Effects of cyclic hydriding–dehydriding reactions of LaNi5 on the thin-wall deformation of metal hydride storage vessels with various configurations

The aim of this study is to investigate the influences of pulverization and expansion of LaNi5 on the deformation of metal hydride storage vessels during cyclic hydriding/dehydriding reactions. Three thin-wall vessel configurations, namely hollow, internal gas tunnel, and multi-chamber, are adopted for comparison. Experimental results show the hoop strains induced on the vessel wall by volumetric expansion of LaNi5 hydrides can not be neglected. Unavoidable pulverization and agglomeration of alloy powders in the hollow vessel result in a greater extent of strain accumulation at a lower position. An internal gas tunnel built in the reaction vessel enhances the hydrogen storage capacity and reduces the expansion deformation in the vessel wall. Built-in separators in the multi-chamber vessel can evenly distribute the alloy powders into various chambers and more effectively lessen densification and agglomeration of alloy powders.

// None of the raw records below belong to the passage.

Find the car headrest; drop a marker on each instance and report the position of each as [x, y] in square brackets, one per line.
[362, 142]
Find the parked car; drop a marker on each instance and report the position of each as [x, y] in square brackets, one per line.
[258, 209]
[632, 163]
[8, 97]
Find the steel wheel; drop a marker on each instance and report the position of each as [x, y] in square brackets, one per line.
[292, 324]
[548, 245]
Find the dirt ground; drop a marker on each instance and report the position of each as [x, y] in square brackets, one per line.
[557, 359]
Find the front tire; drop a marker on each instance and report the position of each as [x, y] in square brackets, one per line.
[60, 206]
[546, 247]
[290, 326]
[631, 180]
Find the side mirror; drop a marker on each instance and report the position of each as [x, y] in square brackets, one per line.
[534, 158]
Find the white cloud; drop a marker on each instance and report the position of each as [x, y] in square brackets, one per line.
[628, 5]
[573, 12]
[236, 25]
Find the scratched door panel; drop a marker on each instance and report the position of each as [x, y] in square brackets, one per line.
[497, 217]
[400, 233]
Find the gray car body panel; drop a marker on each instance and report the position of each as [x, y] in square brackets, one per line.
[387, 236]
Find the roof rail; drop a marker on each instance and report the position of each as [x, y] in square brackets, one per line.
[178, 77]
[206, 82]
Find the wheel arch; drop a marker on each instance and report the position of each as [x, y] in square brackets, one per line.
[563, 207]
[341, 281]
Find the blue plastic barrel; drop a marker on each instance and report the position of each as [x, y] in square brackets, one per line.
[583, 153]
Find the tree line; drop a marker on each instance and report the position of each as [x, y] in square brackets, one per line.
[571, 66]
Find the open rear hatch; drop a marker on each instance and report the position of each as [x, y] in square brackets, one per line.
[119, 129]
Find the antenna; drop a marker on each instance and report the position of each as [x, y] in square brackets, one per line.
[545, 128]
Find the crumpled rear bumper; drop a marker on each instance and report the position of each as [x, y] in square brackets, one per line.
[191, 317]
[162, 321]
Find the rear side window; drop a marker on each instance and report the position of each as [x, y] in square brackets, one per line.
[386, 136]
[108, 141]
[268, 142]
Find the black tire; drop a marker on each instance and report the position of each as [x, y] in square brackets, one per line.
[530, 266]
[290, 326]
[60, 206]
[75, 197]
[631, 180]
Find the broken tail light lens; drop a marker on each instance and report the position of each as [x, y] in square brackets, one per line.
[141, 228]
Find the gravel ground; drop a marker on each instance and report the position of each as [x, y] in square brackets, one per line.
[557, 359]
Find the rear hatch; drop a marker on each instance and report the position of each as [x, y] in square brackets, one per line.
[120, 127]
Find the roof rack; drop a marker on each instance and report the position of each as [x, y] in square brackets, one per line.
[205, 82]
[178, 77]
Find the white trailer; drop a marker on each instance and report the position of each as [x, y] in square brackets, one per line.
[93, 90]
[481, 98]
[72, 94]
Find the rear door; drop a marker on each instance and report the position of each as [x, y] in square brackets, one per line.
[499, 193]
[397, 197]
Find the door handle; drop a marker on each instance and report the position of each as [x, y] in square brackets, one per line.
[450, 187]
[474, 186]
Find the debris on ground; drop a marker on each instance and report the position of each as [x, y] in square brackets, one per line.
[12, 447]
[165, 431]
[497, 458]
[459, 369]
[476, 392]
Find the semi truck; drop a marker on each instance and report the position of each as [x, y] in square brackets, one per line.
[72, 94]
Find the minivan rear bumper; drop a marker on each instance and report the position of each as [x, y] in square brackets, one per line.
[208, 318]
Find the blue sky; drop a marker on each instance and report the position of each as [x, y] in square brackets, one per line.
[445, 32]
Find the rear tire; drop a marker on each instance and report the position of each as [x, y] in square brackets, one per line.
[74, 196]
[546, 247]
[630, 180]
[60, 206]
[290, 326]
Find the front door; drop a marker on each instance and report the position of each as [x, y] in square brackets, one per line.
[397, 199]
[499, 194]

Consequently, accumulation of wall strain is significantly reduced in the multi-chamber reaction vessel.

► Effect of vessel configuration on wall deformation of hydride reactors is studied.
► Pulverization–densification mechanisms cause strain accumulation in reactor wall.
► An internal gas tunnel can reduce agglomerated-stack size in hydride reactors.
► An internal gas tunnel enhances hydrogenation rate and hydrogen storage capacity.
► A multi-chamber design effectively reduces strain accumulation in hydride reactors.